= Ralph Hopton (died 1571) =

English politician (1509/10–1571)

Sir Ralph Hopton (1509/1510 – 14 December 1571), of Witham, Somerset, was an English courtier and politician. He was the son of a member of the Hopton family and Agnes Haines.

In younger life a servant of Thomas Cromwell, in 1540 he was granted lease of the demesne lands of Ayshbury in Berkshire, a grange of Glastonbury Abbey which had been in dispute with the Bishop of Sarum. He became (knight) marshal of the Household from 1542. Witham Charterhouse, for grant in fee of the reversion of which (with its rents, site, lands and sundry associated tithes) he paid £573 in 1544, was the site of the earliest Carthusian priory in England. He was knighted in 1545. In 1549 he delivered the letters from Sir John Russell and William Herbert showing their support for Warwick against Lord Protector Somerset.

He was surveyor for the Court of Augmentations for Somerset in 1550-1554, and built up a sizeable estate of former monastic property in that county. He continued his offices for the Exchequer from 1554 until his death. He was a Member (MP) of the Parliament of England for Somerset in March 1553, October 1553 and 1555. He continued as Knight Marshal of the Household to 1556, when he temporarily resigned the position, but resumed it alone from 1558 to 1560. He sat again in parliament, for Heytesbury, in 1559. From that time he continued as Knight Marshal jointly with Robert Hopton until his death in 1571.

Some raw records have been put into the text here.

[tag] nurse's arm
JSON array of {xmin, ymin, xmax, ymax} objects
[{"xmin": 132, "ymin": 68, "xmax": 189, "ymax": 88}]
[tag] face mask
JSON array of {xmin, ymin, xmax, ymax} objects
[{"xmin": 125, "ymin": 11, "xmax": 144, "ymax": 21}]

He married Dorothy Willoughby, sister of William Willoughby, 1st Baron Willoughby of Parham. Her niece Rachel Hall, daughter of Edmund Hall of Greatford in Lincolnshire, was brought up under the supervision of Sir Ralph, who settled the remainder of most of his lands on Rachel in 1557, and on her heirs male if she married a Hopton. Her marriage was arranged to Arthur Hopton (son of Sir Owen Hopton and nephew of his fellow-marshal Robert Hopton), and the settlement was confirmed in 1566. His will left the residue to his wife. At Ralph's death and inquisition post mortem, his heir-at-law was however found to be his uncle William Haines, by then an octogenarian.

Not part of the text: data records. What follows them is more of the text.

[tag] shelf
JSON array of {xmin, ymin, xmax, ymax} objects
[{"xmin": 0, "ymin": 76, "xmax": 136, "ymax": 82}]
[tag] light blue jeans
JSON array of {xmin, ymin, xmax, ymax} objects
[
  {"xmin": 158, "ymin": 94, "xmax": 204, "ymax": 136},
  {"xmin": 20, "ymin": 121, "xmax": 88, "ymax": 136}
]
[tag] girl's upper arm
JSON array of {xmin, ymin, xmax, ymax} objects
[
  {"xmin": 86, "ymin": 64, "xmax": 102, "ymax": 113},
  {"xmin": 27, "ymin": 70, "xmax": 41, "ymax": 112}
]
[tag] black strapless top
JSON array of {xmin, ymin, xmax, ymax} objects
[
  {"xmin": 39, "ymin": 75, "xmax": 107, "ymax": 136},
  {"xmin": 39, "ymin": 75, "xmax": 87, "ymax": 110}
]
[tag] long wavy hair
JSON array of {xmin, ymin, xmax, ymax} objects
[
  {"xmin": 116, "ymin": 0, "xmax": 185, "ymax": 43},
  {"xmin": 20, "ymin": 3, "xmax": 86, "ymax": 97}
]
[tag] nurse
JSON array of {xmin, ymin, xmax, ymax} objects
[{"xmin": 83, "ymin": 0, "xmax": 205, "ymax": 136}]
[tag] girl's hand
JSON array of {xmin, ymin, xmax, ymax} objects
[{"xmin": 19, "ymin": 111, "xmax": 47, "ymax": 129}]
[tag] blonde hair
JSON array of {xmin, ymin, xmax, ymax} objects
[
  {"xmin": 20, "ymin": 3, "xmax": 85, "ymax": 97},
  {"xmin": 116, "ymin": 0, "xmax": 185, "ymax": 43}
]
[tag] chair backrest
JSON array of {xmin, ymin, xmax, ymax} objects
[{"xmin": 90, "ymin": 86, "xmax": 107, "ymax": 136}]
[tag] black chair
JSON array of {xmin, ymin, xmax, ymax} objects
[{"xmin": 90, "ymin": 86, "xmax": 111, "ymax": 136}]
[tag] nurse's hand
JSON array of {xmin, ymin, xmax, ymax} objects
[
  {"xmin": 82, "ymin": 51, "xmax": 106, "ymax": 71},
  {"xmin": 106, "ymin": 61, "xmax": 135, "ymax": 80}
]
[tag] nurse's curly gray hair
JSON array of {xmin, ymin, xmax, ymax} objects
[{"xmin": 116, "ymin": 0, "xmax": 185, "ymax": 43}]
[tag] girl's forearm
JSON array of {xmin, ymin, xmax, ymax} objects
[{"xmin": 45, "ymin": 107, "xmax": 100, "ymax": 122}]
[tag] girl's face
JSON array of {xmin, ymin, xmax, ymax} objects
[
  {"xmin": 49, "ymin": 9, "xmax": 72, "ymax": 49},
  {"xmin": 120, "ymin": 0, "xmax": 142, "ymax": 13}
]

==Supposed kinship to Sir Arthur Hopton==
He is said by some to have been kinsman of the half-blood to Owen Hopton, Robert Hopton (died 1590) and Arthur Hopton (died 1607). His will refers to "my nephew Arthur" and "Mistress Rachel his wife" in the same sentence, and asks that they remember his poor kinred.

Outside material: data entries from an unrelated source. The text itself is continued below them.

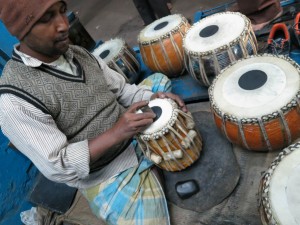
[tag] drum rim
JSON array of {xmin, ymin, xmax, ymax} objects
[
  {"xmin": 137, "ymin": 14, "xmax": 190, "ymax": 45},
  {"xmin": 91, "ymin": 37, "xmax": 129, "ymax": 65},
  {"xmin": 258, "ymin": 142, "xmax": 300, "ymax": 224},
  {"xmin": 182, "ymin": 12, "xmax": 255, "ymax": 56},
  {"xmin": 208, "ymin": 53, "xmax": 300, "ymax": 124}
]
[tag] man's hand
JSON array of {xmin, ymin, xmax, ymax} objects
[
  {"xmin": 112, "ymin": 101, "xmax": 156, "ymax": 140},
  {"xmin": 151, "ymin": 92, "xmax": 188, "ymax": 112},
  {"xmin": 89, "ymin": 101, "xmax": 156, "ymax": 162}
]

In a suit of 1601 Sir Ralph's half-sister's daughter, Elizabeth Gregorie, stated that the remainder of the estate, after the death of Lady Dorothie, was left "to Arthur Hopton Esquire the defendant, being of his name and not of any alliaunce or consanguinitye unto him, and to Rachell Hall thother defendante whom Arthur was then to marrie". Sir Arthur and Rachel, in their deposition, agreed that Sir Ralph intended that the estates "for the mayntenaunce of the name of the Hoptons should remayne and come unto the use and behoofe of the said defendante Rachel and the heires males of her bodye to be begotten by the said defendant Arthur (his surname in blodd being Hopton)".

Reaching their sentence the justices in Chancery noted that Sir Ralph had left his lands "to the defendaunte Rachaell being noe waie allyed unto her so as she married unto one whose surname should be Hopton, which she afterwarde did marrie with the said Arthur Hopton"; and Lord Keeper Egerton, "in respect of the greate advauncemente whiche the said defendauntes had had by the said Sir Raphe", awarded the suit for the copyhold of a gristmill at Ditcheat to Elizabeth Gregorie and her husband. Had Sir Ralph been the half-brother of Sir Arthur Hopton's father, Sir Arthur would not have expressed his title in this fashion.